# AI Code-Fixing Agent: Task, Solution, and Demonstration

## Task Description

The goal of this project was to implement an LLM-based AI agent that can fix buggy Python code. The requirements were to:
- Use an agentic framework (like LangGraph).
- Employ a ReAct-style agent with a sandboxed code interpreter.
- Use a small, open-source LLM.
- Evaluate the agent on the HumanEvalFix benchmark using the pass@1 metric.

## Solution Overview

This notebook demonstrates a solution using a LangGraph-based agent that follows a "generate, test, reflect" loop. The agent uses the `Qwen/Qwen2.5-0.5B-Instruct` model to generate code fixes, which are then tested in a secure, sandboxed environment.

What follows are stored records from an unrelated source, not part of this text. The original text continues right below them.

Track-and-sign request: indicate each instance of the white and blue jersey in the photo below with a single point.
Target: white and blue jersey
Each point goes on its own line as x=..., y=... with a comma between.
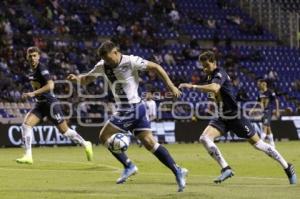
x=124, y=81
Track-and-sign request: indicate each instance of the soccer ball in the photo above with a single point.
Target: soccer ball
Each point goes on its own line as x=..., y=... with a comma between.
x=118, y=143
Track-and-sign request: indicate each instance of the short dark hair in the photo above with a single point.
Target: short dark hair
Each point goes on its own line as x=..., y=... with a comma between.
x=33, y=49
x=106, y=47
x=262, y=81
x=207, y=56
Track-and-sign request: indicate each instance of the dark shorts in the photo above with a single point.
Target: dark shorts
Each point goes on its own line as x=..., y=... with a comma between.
x=53, y=113
x=266, y=118
x=131, y=118
x=241, y=127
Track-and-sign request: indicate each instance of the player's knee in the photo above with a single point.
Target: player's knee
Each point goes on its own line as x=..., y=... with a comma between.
x=204, y=138
x=102, y=138
x=148, y=142
x=25, y=127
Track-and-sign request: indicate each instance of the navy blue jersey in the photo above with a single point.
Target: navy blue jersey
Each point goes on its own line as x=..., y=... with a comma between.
x=225, y=99
x=271, y=96
x=38, y=78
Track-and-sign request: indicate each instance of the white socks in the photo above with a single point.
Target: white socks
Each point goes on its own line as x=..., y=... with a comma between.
x=271, y=139
x=27, y=139
x=213, y=150
x=74, y=136
x=271, y=151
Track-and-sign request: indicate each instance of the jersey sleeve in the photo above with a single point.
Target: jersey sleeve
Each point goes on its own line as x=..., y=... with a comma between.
x=219, y=78
x=45, y=73
x=97, y=70
x=138, y=63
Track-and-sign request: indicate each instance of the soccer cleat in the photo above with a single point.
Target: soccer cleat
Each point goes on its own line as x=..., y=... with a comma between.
x=129, y=171
x=225, y=174
x=89, y=150
x=25, y=160
x=290, y=172
x=180, y=178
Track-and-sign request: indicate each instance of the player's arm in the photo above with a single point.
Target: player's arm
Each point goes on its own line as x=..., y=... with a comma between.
x=86, y=78
x=164, y=76
x=48, y=87
x=82, y=79
x=213, y=87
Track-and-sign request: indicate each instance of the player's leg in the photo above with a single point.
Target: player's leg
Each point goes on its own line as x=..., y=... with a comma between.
x=147, y=139
x=264, y=133
x=273, y=153
x=63, y=127
x=30, y=121
x=129, y=168
x=207, y=138
x=270, y=136
x=55, y=114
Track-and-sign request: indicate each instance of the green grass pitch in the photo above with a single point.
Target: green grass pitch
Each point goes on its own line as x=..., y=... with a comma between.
x=64, y=173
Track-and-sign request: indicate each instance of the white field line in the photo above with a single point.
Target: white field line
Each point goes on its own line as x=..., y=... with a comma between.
x=119, y=169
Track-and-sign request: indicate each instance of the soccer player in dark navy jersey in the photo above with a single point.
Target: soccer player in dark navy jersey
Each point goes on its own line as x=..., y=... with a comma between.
x=268, y=100
x=220, y=87
x=46, y=106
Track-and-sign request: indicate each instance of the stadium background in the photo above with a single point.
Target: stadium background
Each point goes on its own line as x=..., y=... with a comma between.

If a fix fails, the agent reflects on the error and retries.

This notebook provides:
1.  A step-by-step demonstration of the agent fixing a single function.
2.  A small-scale evaluation of the agent's performance on the HumanEvalFix benchmark.

## 1. Install Dependencies

In [1]:
%pip install -r requirements.txt

Note: you may need to restart the kernel to use updated packages.



[notice] A new release of pip is available: 23.2.1 -> 25.3
[notice] To update, run: python.exe -m pip install --upgrade pip


## 2. Load the Language Model

In [2]:
from evaluation.humaneval_eval import load_model

model = load_model()

  from .autonotebook import tqdm as notebook_tqdm


🔹 Loading model: Qwen/Qwen2.5-0.5B-Instruct


## 3. Demonstrate the Agent on a Single Task

### The Buggy Function
The function `find_closest_elements` is supposed to find the `k` closest numbers to `x` in a sorted array `arr`. The buggy version has a flaw in its sorting logic. (source: [https://huggingface.co/datasets/bigcode/humanevalpack])

In [3]:
buggy_code = """\
from typing import List

def find_closest_elements(arr: List[int], k: int, x: int) -> List[int]:
    \"\"\"
    Given a sorted integer array arr, two integers k and x, return the k closest integers to x in the array.
    The result should also be sorted in ascending order.
    \"\"\"
    # The bug is in the lambda function: it should sort by absolute difference from x.
    return sorted(arr, key=lambda val: val - x)[:k]
"""

tests = """\
assert find_closest_elements([1, 2, 3, 4, 5], 4, 3) == [1, 2, 3, 4]
assert find_closest_elements([1, 2, 3, 4, 5], 4, -1) == [1, 2, 3, 4]
"""

print("Buggy function body:\\n", buggy_code)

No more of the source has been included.